Siri, what is an RNN?

FatimaEzzeddine
Zaka
Published in
10 min readNov 30, 2020

- Siri: “Check out this blog by Zaka on Medium. I’m sure they can explain it better than I can.”

- Wait, Siri, you can actually understand me?

Photo by Omid Armin on Unsplash

Yes, Siri can actually understand me, answer you and basically converse with anyone else who speaks any language from the very wide range of vernaculars Apple has at our disposition as features for Siri’s language understanding. Not to be biased towards the iProducts, Amazon’s Alexa and Google’s Assistant can do just as good of a job - if not better.

This is what Natural Language Processing scientists and engineers call “speech recognition”. If you think about it, speech is a sequence of words, or more precisely, phonemes that are grouped together in order to form what we call a sentence or a “sequence” of words (baby spoiler). And today, we live in a world of data abundance, an ocean of data we are all obliviously swimming in where many types of data prevail. The days of numeric and tabulated data ruling the scene are over. Move over old dogs, time for new tricks.

Modules of the blog:

  1. Smooth Introduction — Why we need Recurrent Neural Networks (RNNs)
  2. Applications
  3. Working Principles and Common Confusions around RNNs
  4. Training RNN Models
  5. Types of RNN Architectures
  6. Advantages & Disadvantages of using RNNs
  7. Next Generation RNNs — LSTMs and GRUs

So, how to handle this diversity and the new type of data? Well, different machine learning (ML) techniques need to be applied.

Sequential data challenged the average data scientist — which we will call “Joe”, just for ease of access — to find new ways of processing and forecasting it because it is merely very different in nature to canonical regression or classification problems with classical datasets.

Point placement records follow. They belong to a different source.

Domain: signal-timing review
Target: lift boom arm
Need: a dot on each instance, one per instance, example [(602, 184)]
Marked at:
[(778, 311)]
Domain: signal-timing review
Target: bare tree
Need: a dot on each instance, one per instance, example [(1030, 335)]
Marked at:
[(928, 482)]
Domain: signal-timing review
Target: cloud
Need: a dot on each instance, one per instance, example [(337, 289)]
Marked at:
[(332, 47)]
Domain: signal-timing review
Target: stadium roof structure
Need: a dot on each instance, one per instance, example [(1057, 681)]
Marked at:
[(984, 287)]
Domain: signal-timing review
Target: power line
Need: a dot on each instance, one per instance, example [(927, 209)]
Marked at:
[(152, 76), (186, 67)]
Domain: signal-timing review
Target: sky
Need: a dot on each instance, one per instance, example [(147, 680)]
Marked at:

The main characteristic of sequential data is that all the features are dependent in terms of the order in which they occur. This dependency is the reason we call the data ‘sequential’. Let’s take an example to better understand this concept. Imagine Joe is dealing with two sentences:

  1. RNN, what Siri is an?
  2. Siri, what is an RNN?

Saying order is crucial to text processing and understanding is an understatement. However, sequential challenges are not just restricted to text data. More on that later.

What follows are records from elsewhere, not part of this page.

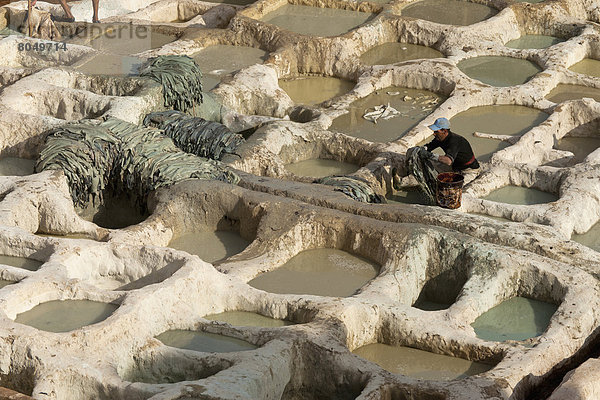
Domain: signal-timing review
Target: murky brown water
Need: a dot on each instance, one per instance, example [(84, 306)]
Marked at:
[(533, 42), (21, 262), (420, 364), (518, 318), (572, 92), (318, 168), (413, 105), (590, 239), (587, 66), (315, 89), (316, 21), (499, 71), (210, 246), (322, 272), (66, 315), (581, 147), (203, 341), (520, 195), (14, 166), (449, 12), (244, 318), (219, 60), (391, 53)]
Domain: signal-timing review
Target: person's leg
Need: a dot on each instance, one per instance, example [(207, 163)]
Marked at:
[(95, 5)]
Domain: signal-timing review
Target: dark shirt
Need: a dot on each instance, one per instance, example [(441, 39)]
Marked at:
[(458, 149)]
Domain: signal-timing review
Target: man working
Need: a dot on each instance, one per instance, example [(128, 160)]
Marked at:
[(459, 154)]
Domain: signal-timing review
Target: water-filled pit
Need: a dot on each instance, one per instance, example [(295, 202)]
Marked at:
[(66, 315), (14, 166), (322, 272), (244, 318), (316, 21), (499, 70), (587, 66), (564, 92), (21, 262), (520, 195), (449, 12), (518, 318), (222, 59), (412, 104), (315, 89), (210, 246), (391, 53), (534, 42), (318, 168), (203, 341), (420, 364)]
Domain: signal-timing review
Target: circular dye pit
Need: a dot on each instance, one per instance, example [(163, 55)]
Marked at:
[(572, 92), (244, 318), (590, 239), (319, 168), (315, 89), (581, 147), (66, 315), (499, 71), (533, 42), (587, 66), (14, 166), (499, 120), (420, 364), (203, 341), (412, 105), (391, 53), (322, 272), (210, 246), (449, 12), (316, 21), (21, 262), (518, 318), (520, 195), (219, 60)]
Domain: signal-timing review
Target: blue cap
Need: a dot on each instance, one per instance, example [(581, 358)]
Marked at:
[(440, 123)]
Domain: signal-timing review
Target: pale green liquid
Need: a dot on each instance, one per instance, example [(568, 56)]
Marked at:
[(315, 89), (449, 12), (533, 42), (499, 71), (420, 364), (316, 21), (210, 246), (391, 53), (579, 146), (319, 168), (21, 262), (572, 92), (590, 239), (13, 166), (203, 341), (412, 111), (520, 195), (244, 318), (514, 319), (322, 272), (67, 315), (219, 60), (587, 66)]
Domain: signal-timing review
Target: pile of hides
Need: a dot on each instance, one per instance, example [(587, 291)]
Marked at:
[(353, 187), (196, 135), (180, 78), (123, 158)]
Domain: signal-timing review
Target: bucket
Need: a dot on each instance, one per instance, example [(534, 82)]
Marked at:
[(449, 189)]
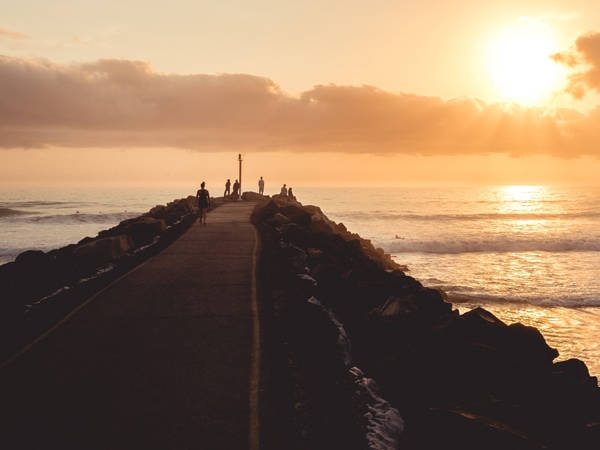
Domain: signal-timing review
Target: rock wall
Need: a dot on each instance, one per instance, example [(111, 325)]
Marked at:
[(39, 288), (465, 381)]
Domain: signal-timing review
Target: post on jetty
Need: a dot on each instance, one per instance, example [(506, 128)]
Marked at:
[(240, 192)]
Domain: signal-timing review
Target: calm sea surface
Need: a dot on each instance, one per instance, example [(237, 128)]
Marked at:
[(527, 254)]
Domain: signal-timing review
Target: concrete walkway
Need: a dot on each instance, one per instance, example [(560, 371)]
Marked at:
[(167, 357)]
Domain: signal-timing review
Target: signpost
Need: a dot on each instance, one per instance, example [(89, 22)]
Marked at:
[(240, 160)]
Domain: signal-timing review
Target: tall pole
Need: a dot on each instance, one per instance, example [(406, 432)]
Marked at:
[(240, 160)]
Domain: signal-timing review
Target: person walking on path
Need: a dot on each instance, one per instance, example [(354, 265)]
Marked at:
[(203, 202)]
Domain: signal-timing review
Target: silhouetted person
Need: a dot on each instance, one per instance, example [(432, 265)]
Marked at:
[(203, 202)]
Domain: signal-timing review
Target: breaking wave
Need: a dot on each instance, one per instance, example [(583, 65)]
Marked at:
[(473, 245)]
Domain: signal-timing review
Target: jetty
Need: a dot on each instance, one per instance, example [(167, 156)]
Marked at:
[(272, 327), (168, 356)]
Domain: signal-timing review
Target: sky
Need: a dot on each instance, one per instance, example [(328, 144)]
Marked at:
[(312, 93)]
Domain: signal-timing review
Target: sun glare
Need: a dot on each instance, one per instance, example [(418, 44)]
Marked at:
[(521, 67)]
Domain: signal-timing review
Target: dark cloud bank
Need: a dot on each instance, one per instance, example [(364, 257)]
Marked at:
[(120, 103)]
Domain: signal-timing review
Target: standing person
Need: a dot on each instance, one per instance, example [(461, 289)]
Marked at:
[(261, 186), (203, 202)]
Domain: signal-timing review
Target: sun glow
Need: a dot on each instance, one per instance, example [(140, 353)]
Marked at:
[(521, 67)]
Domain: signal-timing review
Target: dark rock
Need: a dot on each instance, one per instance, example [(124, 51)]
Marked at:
[(460, 381), (101, 251)]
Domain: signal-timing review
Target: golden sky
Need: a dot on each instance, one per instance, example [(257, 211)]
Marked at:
[(310, 93)]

So moving on from this latter point, let’s grab our left ear with our right hand over our head and do a little literature back-propagation and start from the back (sentence too long? I made my point about the importance of order — case closed) by asking: why did Recurrent Neural Networks show up in literature?

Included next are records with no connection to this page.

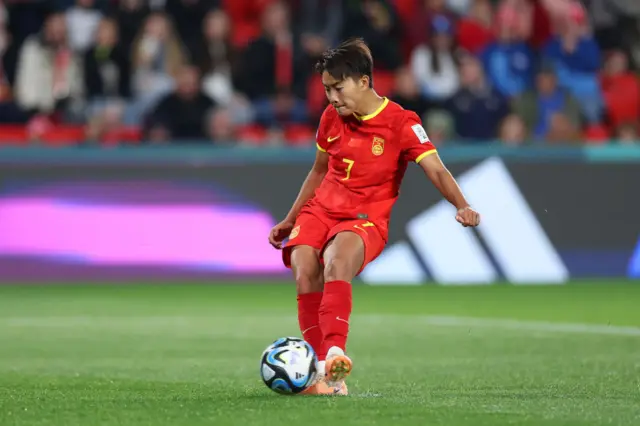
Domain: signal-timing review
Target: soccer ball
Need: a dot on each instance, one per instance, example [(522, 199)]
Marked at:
[(289, 365)]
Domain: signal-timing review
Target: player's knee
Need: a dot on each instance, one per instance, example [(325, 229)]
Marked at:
[(338, 268), (308, 281)]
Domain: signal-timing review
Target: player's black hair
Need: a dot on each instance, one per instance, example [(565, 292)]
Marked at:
[(352, 58)]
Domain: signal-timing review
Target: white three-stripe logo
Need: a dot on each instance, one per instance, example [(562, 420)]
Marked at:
[(454, 255)]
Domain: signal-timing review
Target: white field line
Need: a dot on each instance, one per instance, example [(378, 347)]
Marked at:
[(275, 320), (537, 326)]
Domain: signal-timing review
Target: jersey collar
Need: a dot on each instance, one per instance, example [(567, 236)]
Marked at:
[(375, 113)]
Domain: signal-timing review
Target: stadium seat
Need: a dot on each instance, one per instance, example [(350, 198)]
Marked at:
[(13, 135), (253, 134), (122, 135), (622, 98), (406, 10), (64, 136), (596, 134), (245, 17)]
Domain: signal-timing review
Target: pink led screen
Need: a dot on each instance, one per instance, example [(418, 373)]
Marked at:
[(161, 226)]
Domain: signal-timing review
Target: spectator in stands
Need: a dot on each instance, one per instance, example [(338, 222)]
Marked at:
[(434, 65), (460, 7), (513, 131), (106, 78), (216, 57), (538, 106), (9, 112), (478, 108), (440, 125), (182, 115), (407, 93), (621, 89), (106, 65), (377, 22), (82, 23), (627, 133), (576, 58), (49, 75), (419, 29), (188, 16), (274, 71), (475, 31), (222, 128), (509, 61), (562, 130), (616, 24), (320, 25), (157, 55), (130, 16)]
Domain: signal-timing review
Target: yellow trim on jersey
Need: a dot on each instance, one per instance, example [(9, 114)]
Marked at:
[(424, 155), (376, 112)]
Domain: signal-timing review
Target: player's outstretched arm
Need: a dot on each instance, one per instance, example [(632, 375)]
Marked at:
[(311, 183), (437, 173)]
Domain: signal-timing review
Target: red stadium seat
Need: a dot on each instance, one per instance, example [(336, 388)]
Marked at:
[(122, 135), (13, 135), (596, 134), (406, 10), (246, 18), (622, 98), (63, 135)]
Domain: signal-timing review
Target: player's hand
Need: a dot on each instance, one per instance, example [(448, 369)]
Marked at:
[(279, 233), (468, 217)]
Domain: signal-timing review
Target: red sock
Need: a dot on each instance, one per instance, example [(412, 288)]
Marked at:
[(308, 306), (335, 312)]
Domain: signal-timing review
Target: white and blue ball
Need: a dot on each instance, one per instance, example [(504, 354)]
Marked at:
[(289, 365)]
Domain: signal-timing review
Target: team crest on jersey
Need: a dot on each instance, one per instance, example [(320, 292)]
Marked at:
[(377, 148), (294, 232)]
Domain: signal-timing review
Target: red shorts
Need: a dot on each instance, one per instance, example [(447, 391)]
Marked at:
[(317, 230)]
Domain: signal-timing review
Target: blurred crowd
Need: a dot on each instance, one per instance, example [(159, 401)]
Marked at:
[(240, 71)]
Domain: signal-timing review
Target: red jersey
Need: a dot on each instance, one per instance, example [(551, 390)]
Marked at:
[(368, 159)]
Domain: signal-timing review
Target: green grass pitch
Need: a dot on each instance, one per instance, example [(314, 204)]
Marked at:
[(430, 355)]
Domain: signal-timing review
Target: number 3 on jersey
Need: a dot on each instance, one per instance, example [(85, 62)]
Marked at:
[(349, 167)]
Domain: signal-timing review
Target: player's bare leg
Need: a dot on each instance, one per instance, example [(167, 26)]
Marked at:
[(307, 271), (343, 258), (308, 274)]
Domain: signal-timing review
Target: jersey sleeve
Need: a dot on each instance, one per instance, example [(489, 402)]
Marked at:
[(415, 143), (322, 134)]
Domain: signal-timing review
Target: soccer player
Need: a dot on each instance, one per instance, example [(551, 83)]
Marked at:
[(338, 223)]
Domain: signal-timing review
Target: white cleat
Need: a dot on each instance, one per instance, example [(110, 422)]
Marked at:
[(337, 368)]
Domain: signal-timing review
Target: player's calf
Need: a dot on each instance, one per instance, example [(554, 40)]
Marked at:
[(309, 283)]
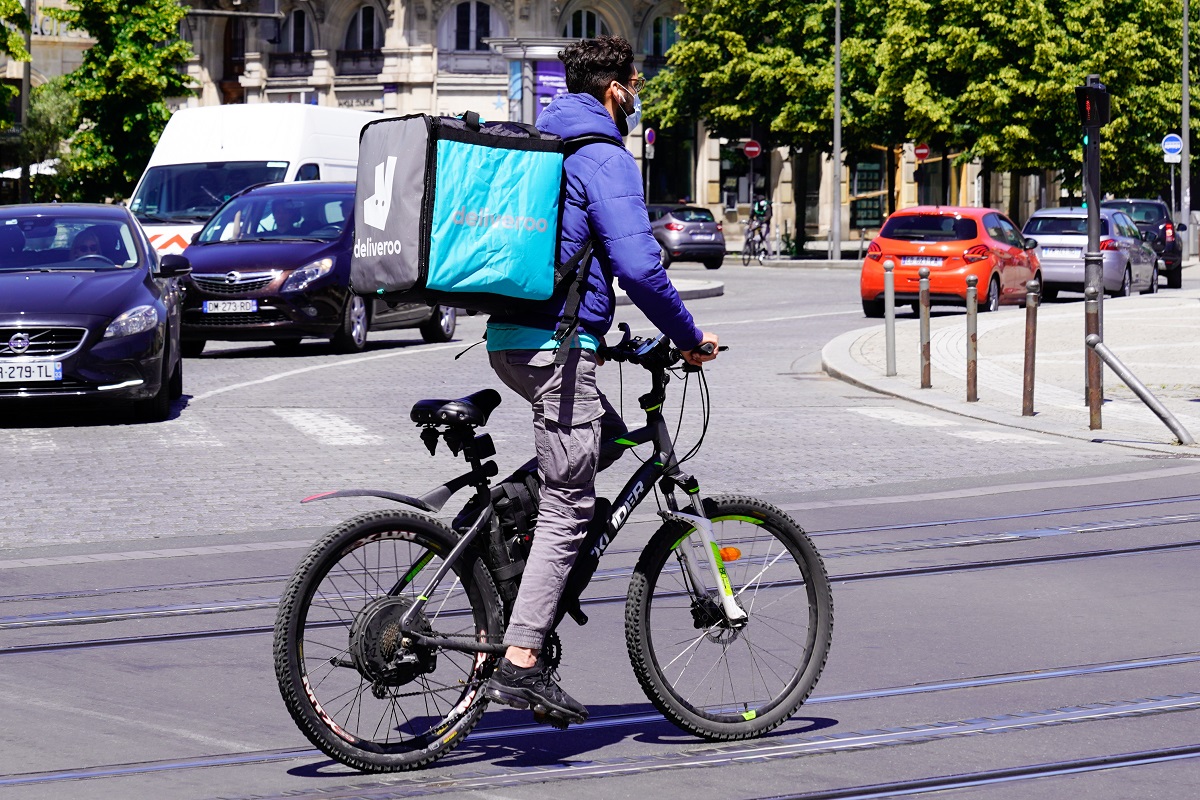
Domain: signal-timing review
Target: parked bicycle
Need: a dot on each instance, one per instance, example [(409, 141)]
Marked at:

Recurrent Neural Networks (RNN) were created because the traditional feed-forward neural networks face many issues:

  • in handling sequential data
  • in considering a sequence of inputs
  • in memorizing inputs and weights through time-steps

What does the Oxford dictionary have to say about the word ‘Recurrent’?

(adj.) Occurring often or repeatedly.

‘she had a recurrent dream about falling’

It is because RNNs perform the same task repeatedly for every element of the sequence.

Applications of RNNs

Continuing with our back-propagation in this topic, let’s look at some common applications where RNNs have taken over before we actually dive into the techy techy.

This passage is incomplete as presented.